What country treats its own citizens worse than it treats its immigrants?
Phil Hodgen’s Expatriation Letter of the Week is based upon this concept: whether tax liability of a green-card holder depends upon residency only or whether it includes other factors to consider in order to protect oneself from the long and complicated arms of IRS regulations. The example is simple and offers no less than 5 possible ways to deal with ending a non long-term status as a permanent resident of the United States. It is astounding that so much can be involved for a residence of 3 months with no income earned (US source or otherwise). Only in the USA could things be this complicated and full of possible issues (audits, penalties, etc).
Someone who is a nonresident will only be required to file a U.S. tax return because of:
- receiving income from U.S. sources; or
- being engaged in business in the United States, even if zero income is derived from it
Without unusual complicating factors, the general idea that one owes the US any tax is based upon either being a resident, or if a non-resident, having US-sourced income. What is interesting is that if one is a non-resident US citizen, none of the possibiities that apply to immigrants to the US are available to citizens. Phil’s letter is a demonstration of the extent of possibilities available to some but denied to other non-residents based only upon their place of birth.
This post, in addition to Physical presence as a necessary condition for being a US “resident” under the Internal Revenue Code , emphasizes the importance of physical presence as a condition of liabiity for U.S. taxation. Phil’s letter speaks to the (ridiculous) lengths the IRS will go to avoid taxing anyone who can prove they are a non-resident alien. This speaks to the level of residence-based taxation that is in reality, practiced by the U.S. and which shows the U.S. to be basically like any other country. If we want to get rid of CBT, we need to build arguments to point to practical issues as well as Constitutional ones. At present, to my mind, it makes a lot of sense to build the arguments based upon practicality. This removes the “pay-one’s-share” issue in a non-confrontational way. To immediately hit the “patriotic” “you-owe-us-everything-for-the-privilege-of-your-U.S.-birth” types with “CBT-is-a-violation-of-our-human-rights” is to close a door before it is even opened. We can see that readily from the inability of almost everyone to discern the difference between non-resident “foreign” accounts held for legitimate purposes versus those held by resident Homelanders for purposes of tax evasion.

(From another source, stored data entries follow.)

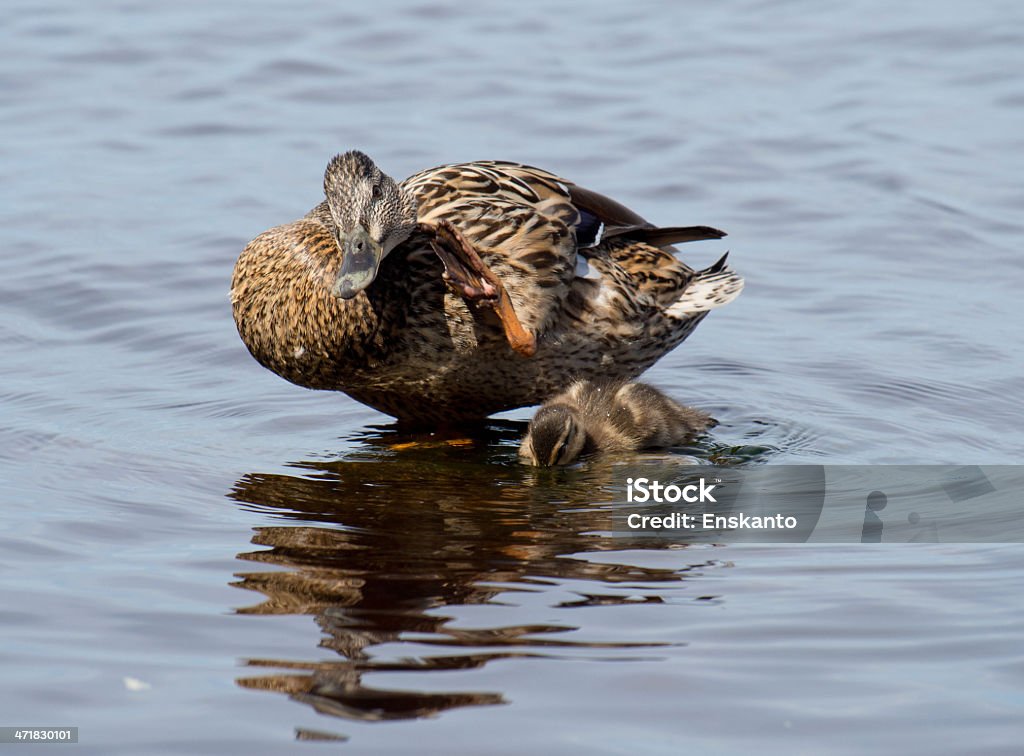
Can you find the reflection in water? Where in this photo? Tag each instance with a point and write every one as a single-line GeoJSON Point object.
{"type": "Point", "coordinates": [408, 527]}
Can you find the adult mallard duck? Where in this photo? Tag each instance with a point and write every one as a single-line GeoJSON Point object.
{"type": "Point", "coordinates": [466, 289]}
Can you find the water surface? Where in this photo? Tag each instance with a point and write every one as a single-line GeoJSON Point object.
{"type": "Point", "coordinates": [198, 556]}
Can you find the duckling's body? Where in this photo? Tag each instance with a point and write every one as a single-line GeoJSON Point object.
{"type": "Point", "coordinates": [607, 417]}
{"type": "Point", "coordinates": [352, 297]}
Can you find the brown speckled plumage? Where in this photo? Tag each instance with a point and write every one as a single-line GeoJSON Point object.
{"type": "Point", "coordinates": [409, 346]}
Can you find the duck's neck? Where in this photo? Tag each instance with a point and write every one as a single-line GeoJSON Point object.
{"type": "Point", "coordinates": [294, 326]}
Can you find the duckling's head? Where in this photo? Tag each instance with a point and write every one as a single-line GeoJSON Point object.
{"type": "Point", "coordinates": [556, 436]}
{"type": "Point", "coordinates": [372, 215]}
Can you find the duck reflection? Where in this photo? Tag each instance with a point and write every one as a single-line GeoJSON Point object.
{"type": "Point", "coordinates": [404, 527]}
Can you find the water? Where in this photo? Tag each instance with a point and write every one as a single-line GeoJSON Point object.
{"type": "Point", "coordinates": [198, 556]}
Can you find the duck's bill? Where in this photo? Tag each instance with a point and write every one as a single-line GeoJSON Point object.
{"type": "Point", "coordinates": [360, 260]}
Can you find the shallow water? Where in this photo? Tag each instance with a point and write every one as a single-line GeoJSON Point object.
{"type": "Point", "coordinates": [198, 556]}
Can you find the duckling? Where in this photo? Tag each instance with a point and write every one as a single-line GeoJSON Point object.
{"type": "Point", "coordinates": [607, 416]}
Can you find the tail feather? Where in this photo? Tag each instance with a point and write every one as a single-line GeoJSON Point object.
{"type": "Point", "coordinates": [711, 288]}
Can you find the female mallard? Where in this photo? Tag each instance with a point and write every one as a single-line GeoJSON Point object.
{"type": "Point", "coordinates": [607, 417]}
{"type": "Point", "coordinates": [466, 289]}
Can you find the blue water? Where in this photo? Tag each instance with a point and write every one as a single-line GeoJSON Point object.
{"type": "Point", "coordinates": [199, 557]}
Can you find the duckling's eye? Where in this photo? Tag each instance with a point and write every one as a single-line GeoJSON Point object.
{"type": "Point", "coordinates": [561, 451]}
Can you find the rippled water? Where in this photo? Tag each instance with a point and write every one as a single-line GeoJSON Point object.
{"type": "Point", "coordinates": [198, 556]}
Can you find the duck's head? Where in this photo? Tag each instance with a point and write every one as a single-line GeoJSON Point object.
{"type": "Point", "coordinates": [372, 215]}
{"type": "Point", "coordinates": [556, 436]}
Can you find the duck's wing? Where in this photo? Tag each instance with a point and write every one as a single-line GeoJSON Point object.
{"type": "Point", "coordinates": [544, 235]}
{"type": "Point", "coordinates": [520, 221]}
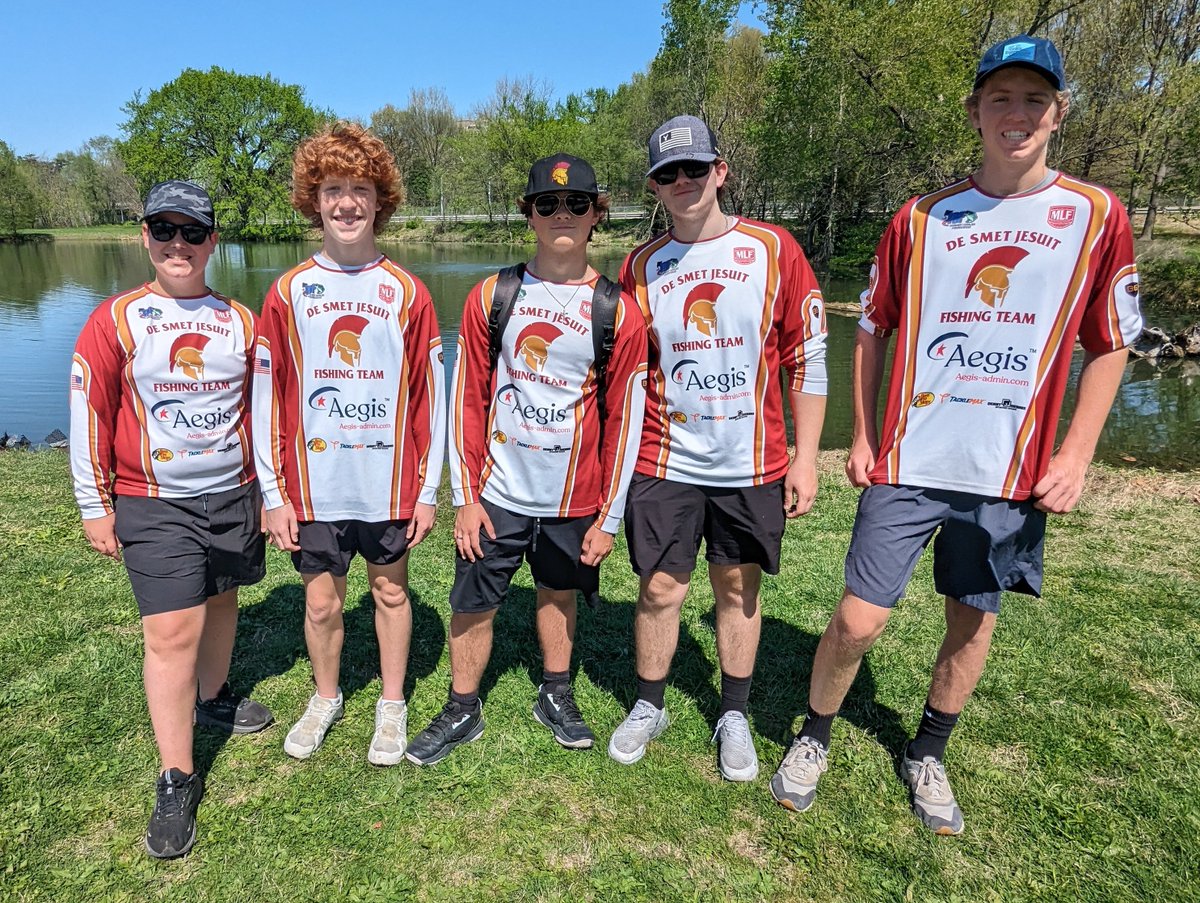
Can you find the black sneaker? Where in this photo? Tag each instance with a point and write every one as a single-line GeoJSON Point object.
{"type": "Point", "coordinates": [453, 727]}
{"type": "Point", "coordinates": [232, 713]}
{"type": "Point", "coordinates": [172, 829]}
{"type": "Point", "coordinates": [558, 712]}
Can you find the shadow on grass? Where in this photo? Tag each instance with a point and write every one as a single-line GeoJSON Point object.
{"type": "Point", "coordinates": [270, 641]}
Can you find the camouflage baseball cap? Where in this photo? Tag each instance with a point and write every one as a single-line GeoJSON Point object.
{"type": "Point", "coordinates": [180, 197]}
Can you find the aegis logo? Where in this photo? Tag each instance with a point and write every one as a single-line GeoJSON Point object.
{"type": "Point", "coordinates": [173, 413]}
{"type": "Point", "coordinates": [688, 375]}
{"type": "Point", "coordinates": [325, 400]}
{"type": "Point", "coordinates": [510, 396]}
{"type": "Point", "coordinates": [948, 348]}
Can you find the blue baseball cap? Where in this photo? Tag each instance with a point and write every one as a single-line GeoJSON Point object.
{"type": "Point", "coordinates": [1035, 53]}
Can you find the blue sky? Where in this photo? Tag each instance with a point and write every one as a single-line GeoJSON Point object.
{"type": "Point", "coordinates": [69, 66]}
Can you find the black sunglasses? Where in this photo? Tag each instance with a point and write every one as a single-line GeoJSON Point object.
{"type": "Point", "coordinates": [549, 204]}
{"type": "Point", "coordinates": [691, 168]}
{"type": "Point", "coordinates": [192, 233]}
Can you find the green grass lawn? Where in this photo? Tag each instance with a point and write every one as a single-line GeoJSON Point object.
{"type": "Point", "coordinates": [1077, 763]}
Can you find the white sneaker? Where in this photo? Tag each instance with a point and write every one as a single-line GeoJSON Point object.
{"type": "Point", "coordinates": [310, 731]}
{"type": "Point", "coordinates": [736, 754]}
{"type": "Point", "coordinates": [641, 725]}
{"type": "Point", "coordinates": [390, 739]}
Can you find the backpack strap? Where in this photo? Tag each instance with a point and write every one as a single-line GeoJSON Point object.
{"type": "Point", "coordinates": [504, 295]}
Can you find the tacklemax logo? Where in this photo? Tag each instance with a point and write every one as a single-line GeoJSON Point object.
{"type": "Point", "coordinates": [325, 399]}
{"type": "Point", "coordinates": [510, 396]}
{"type": "Point", "coordinates": [688, 375]}
{"type": "Point", "coordinates": [173, 413]}
{"type": "Point", "coordinates": [947, 350]}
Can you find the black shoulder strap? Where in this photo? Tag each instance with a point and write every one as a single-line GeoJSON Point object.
{"type": "Point", "coordinates": [504, 295]}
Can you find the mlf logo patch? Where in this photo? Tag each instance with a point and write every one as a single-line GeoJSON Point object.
{"type": "Point", "coordinates": [346, 339]}
{"type": "Point", "coordinates": [700, 308]}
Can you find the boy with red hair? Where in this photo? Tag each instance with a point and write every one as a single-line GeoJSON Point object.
{"type": "Point", "coordinates": [349, 423]}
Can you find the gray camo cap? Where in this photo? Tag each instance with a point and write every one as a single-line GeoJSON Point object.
{"type": "Point", "coordinates": [180, 197]}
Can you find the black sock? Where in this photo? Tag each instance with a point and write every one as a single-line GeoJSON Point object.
{"type": "Point", "coordinates": [931, 735]}
{"type": "Point", "coordinates": [817, 727]}
{"type": "Point", "coordinates": [735, 694]}
{"type": "Point", "coordinates": [653, 692]}
{"type": "Point", "coordinates": [556, 681]}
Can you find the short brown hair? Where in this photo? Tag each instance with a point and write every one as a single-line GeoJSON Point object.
{"type": "Point", "coordinates": [343, 149]}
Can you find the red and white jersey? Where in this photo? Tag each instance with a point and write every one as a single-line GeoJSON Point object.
{"type": "Point", "coordinates": [528, 436]}
{"type": "Point", "coordinates": [988, 295]}
{"type": "Point", "coordinates": [349, 393]}
{"type": "Point", "coordinates": [160, 396]}
{"type": "Point", "coordinates": [724, 316]}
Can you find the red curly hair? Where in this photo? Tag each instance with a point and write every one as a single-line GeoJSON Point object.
{"type": "Point", "coordinates": [343, 149]}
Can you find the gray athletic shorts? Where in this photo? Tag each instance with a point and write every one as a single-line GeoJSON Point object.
{"type": "Point", "coordinates": [180, 551]}
{"type": "Point", "coordinates": [983, 545]}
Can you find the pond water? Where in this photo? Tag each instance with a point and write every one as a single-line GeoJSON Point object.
{"type": "Point", "coordinates": [48, 289]}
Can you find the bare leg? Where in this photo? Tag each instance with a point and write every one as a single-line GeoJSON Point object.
{"type": "Point", "coordinates": [324, 628]}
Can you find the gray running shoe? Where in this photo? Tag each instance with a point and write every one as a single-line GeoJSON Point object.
{"type": "Point", "coordinates": [931, 796]}
{"type": "Point", "coordinates": [736, 754]}
{"type": "Point", "coordinates": [641, 725]}
{"type": "Point", "coordinates": [310, 731]}
{"type": "Point", "coordinates": [795, 784]}
{"type": "Point", "coordinates": [390, 739]}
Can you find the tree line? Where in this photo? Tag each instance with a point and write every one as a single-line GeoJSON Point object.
{"type": "Point", "coordinates": [831, 118]}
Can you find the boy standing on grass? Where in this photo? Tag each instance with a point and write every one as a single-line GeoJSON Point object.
{"type": "Point", "coordinates": [545, 425]}
{"type": "Point", "coordinates": [988, 283]}
{"type": "Point", "coordinates": [349, 423]}
{"type": "Point", "coordinates": [163, 472]}
{"type": "Point", "coordinates": [730, 302]}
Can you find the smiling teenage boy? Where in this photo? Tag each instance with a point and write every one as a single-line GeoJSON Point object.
{"type": "Point", "coordinates": [988, 283]}
{"type": "Point", "coordinates": [545, 435]}
{"type": "Point", "coordinates": [349, 423]}
{"type": "Point", "coordinates": [163, 472]}
{"type": "Point", "coordinates": [730, 303]}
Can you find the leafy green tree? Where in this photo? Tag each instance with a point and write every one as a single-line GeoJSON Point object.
{"type": "Point", "coordinates": [231, 132]}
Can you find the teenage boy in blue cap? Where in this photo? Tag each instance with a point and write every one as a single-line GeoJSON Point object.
{"type": "Point", "coordinates": [988, 283]}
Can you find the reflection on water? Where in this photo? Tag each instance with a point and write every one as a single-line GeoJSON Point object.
{"type": "Point", "coordinates": [48, 289]}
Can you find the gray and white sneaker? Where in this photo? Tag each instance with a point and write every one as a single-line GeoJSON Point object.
{"type": "Point", "coordinates": [795, 783]}
{"type": "Point", "coordinates": [933, 800]}
{"type": "Point", "coordinates": [641, 725]}
{"type": "Point", "coordinates": [390, 739]}
{"type": "Point", "coordinates": [736, 754]}
{"type": "Point", "coordinates": [310, 731]}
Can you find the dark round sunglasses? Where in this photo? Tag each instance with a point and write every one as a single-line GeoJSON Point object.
{"type": "Point", "coordinates": [549, 204]}
{"type": "Point", "coordinates": [691, 168]}
{"type": "Point", "coordinates": [193, 233]}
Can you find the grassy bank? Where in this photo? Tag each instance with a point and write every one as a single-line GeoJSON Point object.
{"type": "Point", "coordinates": [1078, 761]}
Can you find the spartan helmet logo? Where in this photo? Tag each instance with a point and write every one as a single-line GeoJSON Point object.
{"type": "Point", "coordinates": [989, 275]}
{"type": "Point", "coordinates": [700, 310]}
{"type": "Point", "coordinates": [345, 338]}
{"type": "Point", "coordinates": [533, 344]}
{"type": "Point", "coordinates": [187, 354]}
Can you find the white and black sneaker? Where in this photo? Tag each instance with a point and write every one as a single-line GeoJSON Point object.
{"type": "Point", "coordinates": [454, 725]}
{"type": "Point", "coordinates": [559, 712]}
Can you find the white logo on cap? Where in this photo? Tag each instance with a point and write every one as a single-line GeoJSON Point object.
{"type": "Point", "coordinates": [675, 138]}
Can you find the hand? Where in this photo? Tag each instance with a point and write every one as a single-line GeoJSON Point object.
{"type": "Point", "coordinates": [597, 545]}
{"type": "Point", "coordinates": [467, 524]}
{"type": "Point", "coordinates": [281, 527]}
{"type": "Point", "coordinates": [101, 533]}
{"type": "Point", "coordinates": [1062, 485]}
{"type": "Point", "coordinates": [421, 522]}
{"type": "Point", "coordinates": [861, 462]}
{"type": "Point", "coordinates": [799, 488]}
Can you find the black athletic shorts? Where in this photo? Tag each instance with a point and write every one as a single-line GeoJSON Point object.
{"type": "Point", "coordinates": [180, 551]}
{"type": "Point", "coordinates": [551, 545]}
{"type": "Point", "coordinates": [983, 544]}
{"type": "Point", "coordinates": [666, 520]}
{"type": "Point", "coordinates": [329, 546]}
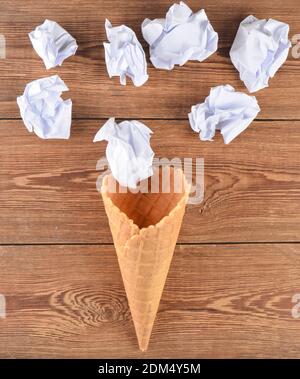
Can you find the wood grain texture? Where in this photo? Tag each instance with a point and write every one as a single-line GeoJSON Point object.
{"type": "Point", "coordinates": [167, 94]}
{"type": "Point", "coordinates": [66, 298]}
{"type": "Point", "coordinates": [252, 186]}
{"type": "Point", "coordinates": [219, 301]}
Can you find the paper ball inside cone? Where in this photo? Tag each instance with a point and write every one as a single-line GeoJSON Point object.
{"type": "Point", "coordinates": [145, 226]}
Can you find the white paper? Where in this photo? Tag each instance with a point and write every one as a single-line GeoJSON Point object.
{"type": "Point", "coordinates": [259, 50]}
{"type": "Point", "coordinates": [52, 43]}
{"type": "Point", "coordinates": [225, 110]}
{"type": "Point", "coordinates": [124, 55]}
{"type": "Point", "coordinates": [128, 152]}
{"type": "Point", "coordinates": [181, 36]}
{"type": "Point", "coordinates": [43, 110]}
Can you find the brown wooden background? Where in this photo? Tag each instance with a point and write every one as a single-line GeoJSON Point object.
{"type": "Point", "coordinates": [237, 263]}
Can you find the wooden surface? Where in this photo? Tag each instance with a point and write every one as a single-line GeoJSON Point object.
{"type": "Point", "coordinates": [237, 263]}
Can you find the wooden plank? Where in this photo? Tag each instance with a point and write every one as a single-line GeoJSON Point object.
{"type": "Point", "coordinates": [219, 301]}
{"type": "Point", "coordinates": [252, 190]}
{"type": "Point", "coordinates": [167, 94]}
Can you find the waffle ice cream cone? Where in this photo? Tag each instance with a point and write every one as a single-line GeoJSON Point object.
{"type": "Point", "coordinates": [145, 228]}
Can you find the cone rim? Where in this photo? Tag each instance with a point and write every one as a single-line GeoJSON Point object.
{"type": "Point", "coordinates": [140, 231]}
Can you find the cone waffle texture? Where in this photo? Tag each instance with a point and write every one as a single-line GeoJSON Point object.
{"type": "Point", "coordinates": [145, 228]}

Please take the time to consider these points and start building them into your comments to online articles, letters to representatives etc. This is an arrow they won’t see coming.
Tax jurisdiction and residential ties
The two types of residential ties considered for all aliens
When considering the meaning of “residence” for tax purposes, attempting to ascribe a place of “residence “to an individual, and imposing taxation on individuals, the Internal Revenue Code considers:
A. The extent of “residential ties” to the United States; and
B. The extent of “residential ties” to another country.
We see both aspects of residence considered as a way to defeat the “substantial presence” test in Internal Revenue Code S. 7701(b). If the country of residence is uncertain, or if a person is considered to be a “tax resident” of the United States and another country, the Internal Revenue Code considers ties to both the United States and the other country in question.
For “resident aliens” (Green Card Holders):
– both past and present residential ties to the United States and to other nations are considered in at least 3 ways under the Internal Revenue Code itself; and
– residential ties to both the United States and the other country of residence are considered in determining residence under Article IV of the Canada U.S. (and other) tax treaties**.
Green Card Holders and tax residence
previous post discussed the fact that:
- Internal Revenue Code S. 7701(a)(30) defines “U.S. Persons”
as including “citizens” and “residents”
- The combined effect of Internal Revenue Code S. 7701(b)(1)
and S. 7701(b)(6) define Green Card Holders in a way that
ensures that they meet the statutory test of “residence”. (Of
course Green Card Holders may be able to defeat the status of
“resident” by making use of the Treaty Election in Article IV of
the Tax Treaty)
- The statutory defenses to “residence” found in S. 7701(b) of
the Internal Revenue Code, available to “aliens” who are NOT
Green Card Holders, take into account and are a function of the
extent of residential ties to other jurisdictions
Residence matters and residence matters hugely. Hence, the definition of “resident” matters and matters hugely.